Shock as Baringo family buries kin in disputed school land

BY TALARUS CHESANG

Shock as an aggrieved family in Koroto, Baringo North Sub-county buries their deceased kin in a new Secondary school compound over unresolved land dispute.

The large family of Kameng’ich converged to bury and cement the grave of the late Paul Kipchabas, 65, who passed on after a short illness, adjacent to the school gate recently.

“Before he died, my father instructed us to bury him in his ancestral land, where he was born and his umbilical cord was buried” his son Francis Chebor said.

Chebor said until his death, his father Kipchabas had been making frantic efforts to reclaim his encroached ancestral land but in vain.

“He had approached the area chief and the elders who turned him down then he went ahead to petition the case in court” he said.

Chebor further accused the area professionals for ‘bulldozing’ the move to have the school constructed in their family land without consulting them.

He said what they did is final and they can’t allow anybody or even the government to exhume the body “This is our family land and we have nowhere to go” he said.

He was backed by his brother Andrew Chelimo and sister Veronica Ruto who said nobody bothered to listen when their father complained while he was still alive.

Zachayo Chemosong 50, brother to the deceased said they couldn’t violate the instructions of his elder brother to be buried exactly there.

“This is the exact place where he said when he dies he would like his soul to rest for eternity, nowhere else.
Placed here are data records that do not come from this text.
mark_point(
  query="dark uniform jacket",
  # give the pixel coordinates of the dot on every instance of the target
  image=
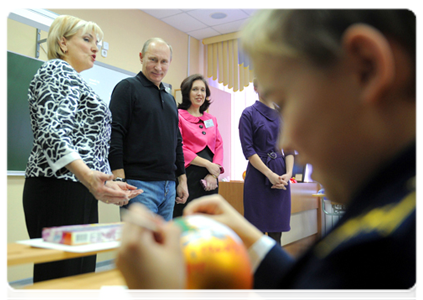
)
(373, 252)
So his final word had to be respected” Chemosong said.

He said while alive the deceased had even built his own house and fenced the disputed compound.

“In fact the land that the elders allocated to Koroto Secondary  school is far away from here but only a few jealous individuals decided to use force to have it constructed inside the late old man’s land” Chemosong said.

He said they have been so good as a family in allocating several farms for public utilities like  Sesoi, Akoroyan, Kampi ya Samaki Primary schools, “but we haven’t been consulted in this one” he said.

“Even God cannot allow grabbing or taking someone’s property by force” he said adding that as a family they are eagerly waiting for the court verdict.

However Baringo North Member of Parliament (MP) William Cheptumo has called upon the locals to sit down and resolve the land dispute amicably.

Cheptumo said the area professionals and leaders planned a fundraiser last year to put up a secondary school in Koroto hoping it will bring education closer to the people.

He condemned the act of burying a person in a public utility land saying if there is an issue “then may the elders, stakeholders and the families concerned sit down and resolve it once and for all” he said.